According to Dr Sheehan, those most isolated are usually those who became infected through heterosexual contact. "They often forgo treatment because of fears around confidentiality."

Further afield, the epidemic in North America and Europe has stabilised with the number of people dying with AIDS in the US falling for the first time since the start of the epidemic. Despite the encouraging overall figures, there was a rise in AIDS deaths and incidence in the US in 1996 in people infected through heterosexual contact and in women. Twenty per cent of newly reported AIDS cases were women, an all-time high.

The proportion in the industrialised world will further decline - over time, however the United, Nations estimates that up to 90 per cent of the world's AIDS cases live in the developing world.

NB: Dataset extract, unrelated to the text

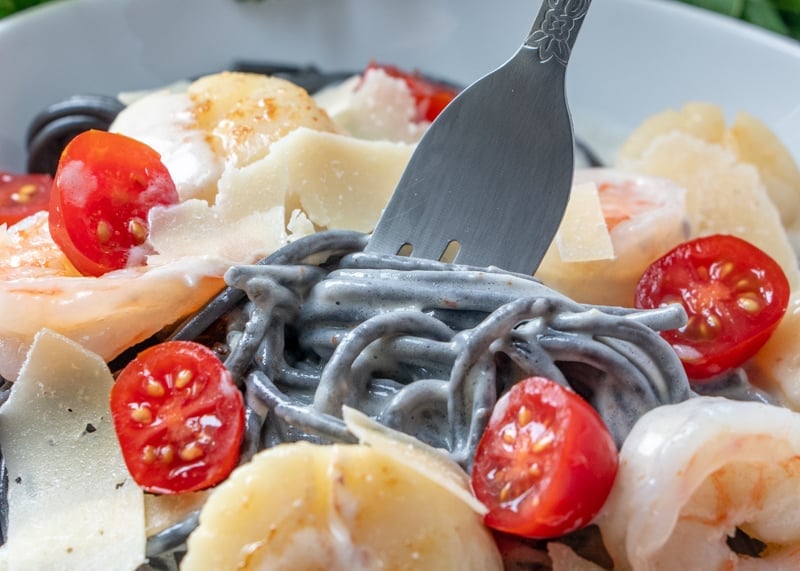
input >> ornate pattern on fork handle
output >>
[525,0,591,66]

The epidemic in Latin America substantially exceeds that in North America. The epidemic in Asia began in the late 1980s but has been growing at least as rapidly as the African epidemic did 10 years ago. New Asian cases may exceed one million a year by the turn of the century.

The African epidemic is of an almost "unimaginable magnitude", according to the WHO figures. The projected decline in HIV cases in the late 1990s is a consequence of a saturation with HIV infection of those at risk, because the number of new HIV infections will be limited by a decreasing pool of susceptible people, rather than any prevention successes.

"It is great to see the success here," says Ms Oye. "But we must not forget the situation in these countries where there is no, hope of anyone getting the treatment and the main concern is simply getting enough food."